興福寺、眼鏡橋&長崎銀行本店〜長崎県長崎市〜
  Kofuku-ji (Buddhism temple) and Megane Bridge in Nagasaki City , Nagasaki Prefecture


 東明山興福寺は、日本初の黄檗宗(おうばくしゅう)の寺院。元々は1620(元和9)年に長崎と中国(明)を行き来する明の商人が航海安全を祈願して建てた小庵が起源と言われます。そして1654(承応3)年に、中国の高僧であった隠元禅師が長崎へ渡来し、興福寺住職として滞在。ここで、日本における黄檗宗の開祖となりました。

 現在、境内に残る建物の殆どは古建築で、その中心となる大雄宝殿は国指定重要文化財。黄檗宗は禅宗の一派なのですが、日本に合った形に姿を変えた臨済宗や曹洞宗と異なり、明の時代の様式を今に伝えているため、中国風のエキゾチックな建築群が見所です。

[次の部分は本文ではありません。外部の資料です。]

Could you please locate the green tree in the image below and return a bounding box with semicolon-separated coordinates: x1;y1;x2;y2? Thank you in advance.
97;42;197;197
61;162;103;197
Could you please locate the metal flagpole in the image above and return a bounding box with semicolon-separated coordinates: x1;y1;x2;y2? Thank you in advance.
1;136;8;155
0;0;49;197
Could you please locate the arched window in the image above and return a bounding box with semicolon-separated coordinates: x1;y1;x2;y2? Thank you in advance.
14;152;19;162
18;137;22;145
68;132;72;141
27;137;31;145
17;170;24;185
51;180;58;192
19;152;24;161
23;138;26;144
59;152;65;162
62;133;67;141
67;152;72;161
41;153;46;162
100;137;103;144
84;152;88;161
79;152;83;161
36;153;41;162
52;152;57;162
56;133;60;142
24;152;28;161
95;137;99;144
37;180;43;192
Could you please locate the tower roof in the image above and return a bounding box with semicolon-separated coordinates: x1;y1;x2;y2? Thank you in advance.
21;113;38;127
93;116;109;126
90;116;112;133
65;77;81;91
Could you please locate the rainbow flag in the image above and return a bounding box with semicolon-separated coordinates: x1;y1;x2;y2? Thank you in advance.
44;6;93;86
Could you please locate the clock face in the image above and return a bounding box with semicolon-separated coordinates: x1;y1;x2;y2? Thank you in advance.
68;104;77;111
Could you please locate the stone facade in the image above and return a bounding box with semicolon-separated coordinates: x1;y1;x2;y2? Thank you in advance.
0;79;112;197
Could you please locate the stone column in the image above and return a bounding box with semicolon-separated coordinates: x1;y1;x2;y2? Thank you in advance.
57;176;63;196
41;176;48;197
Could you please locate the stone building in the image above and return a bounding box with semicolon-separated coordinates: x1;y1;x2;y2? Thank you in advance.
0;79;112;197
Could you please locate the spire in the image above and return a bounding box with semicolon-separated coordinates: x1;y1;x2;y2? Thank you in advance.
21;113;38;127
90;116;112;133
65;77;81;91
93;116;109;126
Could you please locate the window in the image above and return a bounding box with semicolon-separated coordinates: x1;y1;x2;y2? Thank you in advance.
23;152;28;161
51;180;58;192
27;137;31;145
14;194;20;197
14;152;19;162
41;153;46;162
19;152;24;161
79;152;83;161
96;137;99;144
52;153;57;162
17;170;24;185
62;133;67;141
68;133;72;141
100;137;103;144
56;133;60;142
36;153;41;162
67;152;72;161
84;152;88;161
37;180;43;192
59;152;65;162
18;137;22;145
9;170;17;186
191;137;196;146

 また、近くにある日本最古の石橋である眼鏡橋を架設したのは、興福寺の第2代默子如定(もくすにょじょう)禅師。さらに眼鏡橋の近くにある近代建築、長崎銀行本店の3つをご紹介したいと思います。
(解説&撮影:裏辺金好)  

▼MAP

▼アクセス
長崎電気軌道公会堂前電停より徒歩

▼関連サイト
東明山興福寺公式サイト



山門 【長崎県有形文化財】
1690(元禄3)年築。初代の門が長崎大火で焼失したために再建したもので、
和風様式を基調にしながら赤色に塗られているのが特徴。


大雄宝殿 【国指定重要文化財】
1883(明治16)年築。本堂を大雄宝殿と呼ぶのは釈迦(大雄)を本尊として祀ることに由来します。


大雄宝殿 【国指定重要文化財】
外観は中国風。丸い窓など独特な形状です。


大雄宝殿 【国指定重要文化財】


鐘鼓楼 【長崎県有形文化財】
1691(元禄4)年築。1730(享保15)年に日本人棟梁が修築したのをはじめ、度々修築。


三江会所門 【長崎県有形文化財】
 三江とは中国の江南、浙江、江西のこと。1868(明治元)年に三江出身の中国人たちが、三江出身者の霊をまつる三江祠堂、次いで明治13年に三江会所という集会所を興福寺内に建てましたが、原爆により大破し、現在は門が残るのみです。


三江会所門 【長崎県有形文化財】

三江会所門内部にて「唐人さんの寝棺」
往時の中国人社会では生前に自分達の棺桶を用意して、寝室に立てかけておくのが慣わしでした。

中島聖堂遺構大学門 【長崎県有形文化財】
長崎聖堂(通称・中島聖堂)は東京の湯島聖堂、佐賀県の多久聖堂と並んで、日本三聖堂のひとつだったもの。
明治初年に廃滅し、門は1959(昭和34)年にここに移築されました。

旧唐人屋敷門 【国指定重要文化財】
建築年代は不明(1784年以降か)。現存する唯一の唐人屋敷の遺構。

寺町の様子
この周辺は寺が多く、寺町と呼ばれています。

深祟寺

眼鏡橋 【国指定重要文化財】
1634(寛永11)年、興福寺の2代目住職、黙子如定(もくすにょじょう)が架けたもので日本初の石造りアーチ橋。
度々水害に見舞われ破損しますが、そのたびに修復されてきました。


眼鏡橋 【国指定重要文化財】

旧・長崎無尽(現・長崎銀行本店)
1924(大正13)年築。眼鏡橋から真っ直ぐ、長崎電気軌道の線路沿いに歩くと現れる銀行建築です。